Design and construction
- Designations: Grade II listed

Listed Building – Grade II
- Designated: 1 August 1986
- Reference no.: 1198192

= Middlewick House =

Middlewick House is a Grade II listed Georgian-style house just outside the town of Corsham, Wiltshire, England. It is the home of the Pink Floyd drummer Nick Mason and his wife Nettie, who acquired it from previous owners Andrew and Camilla Parker Bowles – later Queen Camilla – in 1995.

The seven-bedroom building, which has been modified and expanded several times during its existence, was granted listed status, protecting it from unauthorised development, in August 1986. The front range is in ashlar, using Cotswold stone, with a roof of stone tiles, and dates from the 18th century. The west wing is earlier. Until the late 1900s the house was known as Middle Pickwick House.

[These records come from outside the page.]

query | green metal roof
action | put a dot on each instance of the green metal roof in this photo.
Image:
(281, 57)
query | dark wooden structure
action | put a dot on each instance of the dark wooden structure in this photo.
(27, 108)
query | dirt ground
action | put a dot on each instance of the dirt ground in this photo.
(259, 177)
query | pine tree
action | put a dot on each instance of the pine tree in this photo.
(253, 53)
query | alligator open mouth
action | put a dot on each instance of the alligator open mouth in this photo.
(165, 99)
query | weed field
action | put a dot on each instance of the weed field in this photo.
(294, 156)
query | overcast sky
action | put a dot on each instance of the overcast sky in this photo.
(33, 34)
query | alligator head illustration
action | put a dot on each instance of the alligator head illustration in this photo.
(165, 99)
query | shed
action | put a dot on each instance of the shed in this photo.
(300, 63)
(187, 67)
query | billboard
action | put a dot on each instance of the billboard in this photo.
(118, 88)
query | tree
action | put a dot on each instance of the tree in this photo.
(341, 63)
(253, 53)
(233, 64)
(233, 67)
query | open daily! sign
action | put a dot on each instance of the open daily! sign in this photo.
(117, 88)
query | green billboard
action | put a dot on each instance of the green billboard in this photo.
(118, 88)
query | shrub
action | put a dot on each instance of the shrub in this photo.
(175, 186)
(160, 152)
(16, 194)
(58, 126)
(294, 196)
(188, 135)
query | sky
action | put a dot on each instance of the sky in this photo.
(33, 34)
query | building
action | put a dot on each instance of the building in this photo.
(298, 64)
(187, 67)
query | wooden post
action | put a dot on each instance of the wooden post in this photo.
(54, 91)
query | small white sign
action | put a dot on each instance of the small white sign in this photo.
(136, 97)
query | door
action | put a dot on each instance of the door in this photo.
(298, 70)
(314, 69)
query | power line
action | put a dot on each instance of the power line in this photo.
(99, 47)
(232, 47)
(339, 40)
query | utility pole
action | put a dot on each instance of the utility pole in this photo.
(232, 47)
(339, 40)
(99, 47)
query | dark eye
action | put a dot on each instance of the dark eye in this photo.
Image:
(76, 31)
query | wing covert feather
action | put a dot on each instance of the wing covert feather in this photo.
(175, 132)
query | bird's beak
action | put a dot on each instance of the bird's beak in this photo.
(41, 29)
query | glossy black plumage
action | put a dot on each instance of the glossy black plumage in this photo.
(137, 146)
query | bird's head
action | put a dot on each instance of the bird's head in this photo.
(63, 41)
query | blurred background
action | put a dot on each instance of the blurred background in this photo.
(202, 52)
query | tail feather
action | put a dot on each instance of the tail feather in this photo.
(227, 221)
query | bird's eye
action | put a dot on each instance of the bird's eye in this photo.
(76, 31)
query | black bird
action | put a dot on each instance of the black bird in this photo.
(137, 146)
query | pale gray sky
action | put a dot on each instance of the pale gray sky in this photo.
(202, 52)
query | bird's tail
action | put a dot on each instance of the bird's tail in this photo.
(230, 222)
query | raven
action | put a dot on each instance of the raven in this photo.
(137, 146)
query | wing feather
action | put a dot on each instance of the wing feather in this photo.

Other past occupants of the house include the Reverend David Jardine, a dissenting minister, in the late 1700s; and Daniel Hugh Clutterbuck, in the late 19th century. The Clutterbucks were followed by Charlotte Hedworth Williamson, and in turn her son Brigadier Hudleston Noel Hedworth Williamson MC, DSO (died 1971) whose family were resident until the start of World War II. During that war, the house was a billet for intelligence personnel. Following the war, the house was occupied by descendants of Lieutenant Colonel Arthur Carleton Nicholson of Hartham Park (died 1945) and his wife, Agnes Susan Elizabeth (née Dumaresq), who were followed by the Hon David Edward Hely Hutchinson (died 1984) and his wife Barbara Mary (née Wyld), then in turn the Parker Bowles, in the 1980s.

The Masons occasionally open the gardens to visitors, to raise money for charity. The gardens, which have a number of works by the sculptor Simon Gudgeon, were featured in the 2017 book The Secret Gardeners by Victoria Summerley and photographer Hugo Rittson Thomas.